滋賀県 建築家 / 建築設計事務所イデアルの小さな独り言

建築家・清水精二のブログ、何でもあり独り言集・・・。

ダイセンソリューション オフィス完成しました/滋賀県 建築家 建築設計事務所イデアル

2023年07月09日 | 建築

蒸し暑い日が続きますね・・・。今回は、以前の記事「小規模オフィスのファサードデザイン」でお話していました建物が完成しましたので紹介する事にします。

 

[Photo 西岡千春]

画像は、ダイセンソリューション オフィスの外観です。外観で目を引くのは、不規則な幾何学パターンのアルミフレームとアルミルーバーからなるアルミ装飾フレームです。ダイセンソリューションのグループ会社がアルミサッシやアルミ製品を扱っている会社という事もあって、お施主さんからアルミを使ったファサードデザインを提案してほしいと言われました。アルミフレームとアルミルーバーを不規則な幾何学パターンとするアイデアはすぐに思いつきましたが、問題は木造の建物なので、アルミ装飾フレームをどのように支持して建物に取り付けるか・・という事でした。

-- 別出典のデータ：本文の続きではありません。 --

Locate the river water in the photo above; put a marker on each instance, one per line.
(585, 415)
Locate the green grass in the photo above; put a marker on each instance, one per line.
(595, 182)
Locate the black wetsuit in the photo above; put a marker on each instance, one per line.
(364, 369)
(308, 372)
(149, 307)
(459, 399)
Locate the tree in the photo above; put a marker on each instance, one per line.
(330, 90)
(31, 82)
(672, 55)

風圧力などでアルミ装飾フレームの取付部は動くので、外壁で直接支持することは避けなければなりません。そこで、中大規模木造で使用される構造用ビスと木組みを併用した腕木を取り付けることにより、外壁から飛び出た出窓枠や縦・横の装飾枠(黒い枠部分)を設け、この出窓枠や装飾枠によってアルミ装飾フレームを支持するようにしています。出窓枠や装飾枠には、アルミ装飾フレームを支持しているビスが風圧力などで動いても追従できる防水材を施すことにより、防水性や耐久性を確保しています。アルミ装飾フレームを外壁から飛び出た出窓枠や装飾枠により支持することで、不測の事態が生じても建物本体の構造体への影響を極力避けるような方法を採用しています。

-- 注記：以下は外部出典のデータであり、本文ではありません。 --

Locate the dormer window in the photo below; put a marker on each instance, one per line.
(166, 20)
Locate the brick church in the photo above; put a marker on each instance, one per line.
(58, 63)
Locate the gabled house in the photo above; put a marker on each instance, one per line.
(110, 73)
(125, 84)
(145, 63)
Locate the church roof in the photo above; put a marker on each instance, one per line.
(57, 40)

ファサードデザインの話に戻りますが、アルミ装飾フレームを支持する出窓枠や縦・横の装飾枠も不規則な幾何学パターンとしていますので、それぞれの幾何学パターンが交わり重なり合うファサードデザインとなっています。また、幾何学パターンを縁取る庇と袖壁の見付を厚くすることで、強度や納まりに必要なアルミ装飾フレームや出窓枠・装飾枠の各サイズが、建物のヴォリュームに対して無骨にならないよう視覚的な操作をしています。このように庇と袖壁による縁取りを大きくし、交わり合う二重の幾何学パターンを繊細かつ奥行きがあるように見せることで、小規模なオフィスでありながら、迫力あるファサードデザインとすることを可能にしています。